The dailies are erroneously painting the three as ideologically similar in order to make Sidran seem reasonable. The reference, in the Times‘ Sept. 2 Sidran endorsement, to the Seattle City Council as “Berkeley on the Sound” (the last three council presidents have been Margaret Pageler, Sue Donaldson, and Jan Drago—Bolshies, all of them!) tells you all you need to know about the distant end of the political spectrum from which Times publisher Frank Blethen views the race. Blethen and Sidran certainly have similar social views: They both despise unions, and if Sidran had a noisy dog next door, he’d probably shoot it, too. (Unless it was a black dog. Then it’d be impounded.)

The Times‘ task at hand was to minimize Sidran’s unique claim on social conservatism, but the three are similar in that they’re all closely tied to the city’s corporate elite. More than in any other election in memory, a huge swath of Seattle’s electorate hates each of the multiple leading candidates for an important office. (Hence, the robust poll numbers for Chong, based solely on memories of past elections.)

Labor, neighborhood activists, nonwhites, progressives, and urban greens each cannot elect a mayor by themselves; but together they certainly could, and they are all essentially unrepresented in this race. Nobody emerged this year to claim that vote. There are other candidates on the ballot, many of whom have platform elements appealing to Seattle’s soon-to-be-disenfranchised. But every candidate has flaws—ranging from being unknown, inexperienced, and disorganized (Scott Kennedy, Caleb Schaber) to exhibiting signs of stark, raving lunacy (Richard Lee, Max Englerius, Omari Tahir-Garrett).

THE BAD OLD DAYS

The result is reminiscent of the pre-Chong Bad Old Days, when corporate players routinely had their Bottomless Cookie Jar schemes rubber-stamped by the mayor after 9-0 City Council votes. Challenges to downtown’s stranglehold on our city’s government have cyclically arisen, but the addition of Judy Nicastro, Peter Steinbrueck, and especially Nick Licata to the City Council was supposed to lead to a more permanent, more equitable balance among the various interests that make up our city.

It won’t happen until we develop more folks capable of running for, and winning, the mayor’s office. Chong lost in 1997 because he ran a staggeringly incompetent campaign, but also because too many people simply couldn’t imagine him as mayor. This year, the idea that a Kennedy or Schaber could competently manage 11,000 municipal employees is simply inconceivable.

There weren’t that many slots available for serious challengers this year anyway. But from the community activist side, the possibilities were pretty thin.
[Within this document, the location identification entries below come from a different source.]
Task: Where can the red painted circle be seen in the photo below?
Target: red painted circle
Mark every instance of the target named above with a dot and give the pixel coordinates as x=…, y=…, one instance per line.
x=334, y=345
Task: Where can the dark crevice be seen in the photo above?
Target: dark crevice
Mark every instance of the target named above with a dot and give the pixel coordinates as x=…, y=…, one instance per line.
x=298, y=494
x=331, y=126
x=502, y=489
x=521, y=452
Licata, Steinbrueck, and Nicastro are at present the only three who could mount a mayoral campaign without starting essentially from scratch in terms of name recognition and broad support. Nicastro was the only one who even publicly considered it, but she waited too long—and she would probably have been too young and inexperienced to win this year anyway. (Among the dozen names on the ballot, there’s not one woman.)

In four years, however, a lot can be done. Activists and politicos who want to get serious about creating a city that is not only once again livable, but welcoming to all, have to get serious about training, supporting, and putting before the public viable candidates for the city’s top job—and then uniting behind them early enough and with enough money so that they can’t be dismissed. Whether Seattle’s mayor for the next four years is Schell, Nickels, or Sidran, Seattle will undoubtedly be desperate for a change in 2005. Let’s start preparing now.